Don't burden a line drawing with heavy half tones and shadows; keep them light. The beauty that is the particular province of line drawing is the beauty of contours, and this is marred by heavy light and shade. Great draughtsmen use only just enough to express the form, but never to attempt the expression of tone. Think of the half tones as part of the lights and not as part of the shadows.

There are many different methods of drawing in line, and a student of any originality will find one that suits his temperament. But I will try and illustrate one that is at any rate logical, and that may serve as a fair type of line drawing generally.

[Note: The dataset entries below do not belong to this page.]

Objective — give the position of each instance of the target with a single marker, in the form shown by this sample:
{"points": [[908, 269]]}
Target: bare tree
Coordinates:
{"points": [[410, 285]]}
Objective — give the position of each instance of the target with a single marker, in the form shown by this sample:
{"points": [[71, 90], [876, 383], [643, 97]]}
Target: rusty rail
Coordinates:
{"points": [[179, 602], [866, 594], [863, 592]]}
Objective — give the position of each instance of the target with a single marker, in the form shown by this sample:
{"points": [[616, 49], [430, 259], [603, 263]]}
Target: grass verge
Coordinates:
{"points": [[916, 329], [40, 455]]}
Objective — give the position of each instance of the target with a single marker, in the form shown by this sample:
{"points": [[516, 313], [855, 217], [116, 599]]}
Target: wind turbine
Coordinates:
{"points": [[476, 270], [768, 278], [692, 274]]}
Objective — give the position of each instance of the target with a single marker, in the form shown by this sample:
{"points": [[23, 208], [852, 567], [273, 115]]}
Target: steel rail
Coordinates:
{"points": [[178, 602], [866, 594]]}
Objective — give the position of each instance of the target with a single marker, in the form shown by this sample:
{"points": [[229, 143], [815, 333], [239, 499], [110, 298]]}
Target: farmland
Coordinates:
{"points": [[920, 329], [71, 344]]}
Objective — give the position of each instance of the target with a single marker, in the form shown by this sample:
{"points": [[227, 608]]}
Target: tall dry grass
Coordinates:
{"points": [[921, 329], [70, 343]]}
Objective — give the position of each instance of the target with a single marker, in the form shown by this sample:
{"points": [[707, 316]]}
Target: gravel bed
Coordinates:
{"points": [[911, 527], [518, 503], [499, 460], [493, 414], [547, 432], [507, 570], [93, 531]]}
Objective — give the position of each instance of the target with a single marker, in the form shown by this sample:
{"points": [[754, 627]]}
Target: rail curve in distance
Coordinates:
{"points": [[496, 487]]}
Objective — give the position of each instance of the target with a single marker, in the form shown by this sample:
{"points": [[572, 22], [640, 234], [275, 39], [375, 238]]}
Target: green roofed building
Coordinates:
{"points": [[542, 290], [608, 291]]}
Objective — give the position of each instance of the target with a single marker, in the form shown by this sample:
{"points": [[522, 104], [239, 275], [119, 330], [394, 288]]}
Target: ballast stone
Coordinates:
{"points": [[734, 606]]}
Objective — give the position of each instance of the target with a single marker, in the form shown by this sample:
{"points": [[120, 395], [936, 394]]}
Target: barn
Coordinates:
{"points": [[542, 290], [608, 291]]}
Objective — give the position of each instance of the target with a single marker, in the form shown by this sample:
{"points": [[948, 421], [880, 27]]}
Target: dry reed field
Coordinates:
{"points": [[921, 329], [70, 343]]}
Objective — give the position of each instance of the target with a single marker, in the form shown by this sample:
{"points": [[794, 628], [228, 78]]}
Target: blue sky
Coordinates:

The appearance of an object is first considered as a series of contours, some forming the boundaries of the form against the background, and others the boundaries of the subordinate forms within these bounding lines. The light and shade and differences of local colour (like the lips, eyebrows, and eyes in a head) are considered together as tones of varying degrees of lightness and darkness, and suggested by means of lines drawn parallel across the drawing from left to right, and from below upwards, or vice versa, darker and closer together when depth is wanted, and fainter and further apart where delicacy is demanded, and varying in thickness when gradation is needed. This rule of parallel shading is broken only when strongly marked forms, such as the swing lines of hair, a prominent bone or straining muscles, &c., demand it. This parallel shading gives a great beauty of surface and fleshiness to a drawing. The lines following, as it were, the direction of the light across the object rather than the form, give a unity that has a great charm. It is more suited to drawings where extreme delicacy of form is desired, and is usually used in silver point work, a medium capable of the utmost refinement.

Plate XX. STUDY FOR THE FIGURE OF LOVE IN THE PICTURE "LOVE LEAVING PSYCHE" ILLUSTRATING A METHOD OF DRAWING The lines of shading following a convenient parallel direction unless prominent forms demand otherwise.

Plate XX.


The lines of shading following a convenient parallel direction unless prominent forms demand otherwise.

In this method the lines of shading not being much varied in direction or curved at all, a minimum amount of that "form stimulus" is conveyed. The curving of the lines in shading adds considerably to the force of the relief, and suggests much stronger modelling. In the case of foreshortened effects, where the forms are seen at their fullest, arching one over the other, some curvature in the lines of shading is of considerable advantage in adding to the foreshortened look.

Lines drawn down the forms give an appearance of great strength and toughness, a tense look. And this quality is very useful in suggesting such things as joints and sinews, rocks, hard ground, or gnarled tree-trunks, &c. In figure drawing it is an interesting quality to use sparingly, with the shading done on the across-the-form principle; and to suggest a difference of texture or a straining of the form. Lines of shading drawn in every direction, crossing each other and resolving themselves into tone effects, suggest atmosphere and the absence of surface form. This is more often used in the backgrounds of pen and ink work and is seldom necessary in pencil or chalk drawing, as they are more concerned with form than atmosphere. Pen and ink is more often used for elaborate pictorial effects in illustration work, owing to the ease with which it can be reproduced and printed; and it is 102here that one more often finds this muddled quality of line spots being used to fill up interstices and make the tone even.

Speaking generally, lines of shading drawn across the forms suggest softness, lines drawn in curves fulness of form, lines drawn down the forms hardness, and lines crossing in all directions so that only a mystery of tone results, atmosphere. And if these four qualities of line be used judiciously, a great deal of expressive power is added to your shading. And, as will be explained in the next chapter, somewhat the same principle applies to the direction of the swing of the brush in painting.

Shading lines should never be drawn backwards and forwards from left to right (scribbled), except possibly where a mystery of shadow is wanted and the lines are being crossed in every direction; but never when lines are being used to express form. They are not sufficiently under control, and also the little extra thickness that occurs at the turn is a nuisance.

The crossing of lines in shading gives a more opaque look. This is useful to suggest the opaque appearance of the darker passage that occurs in that part of a shadow nearest the lights; and it is sometimes used in the half tones also.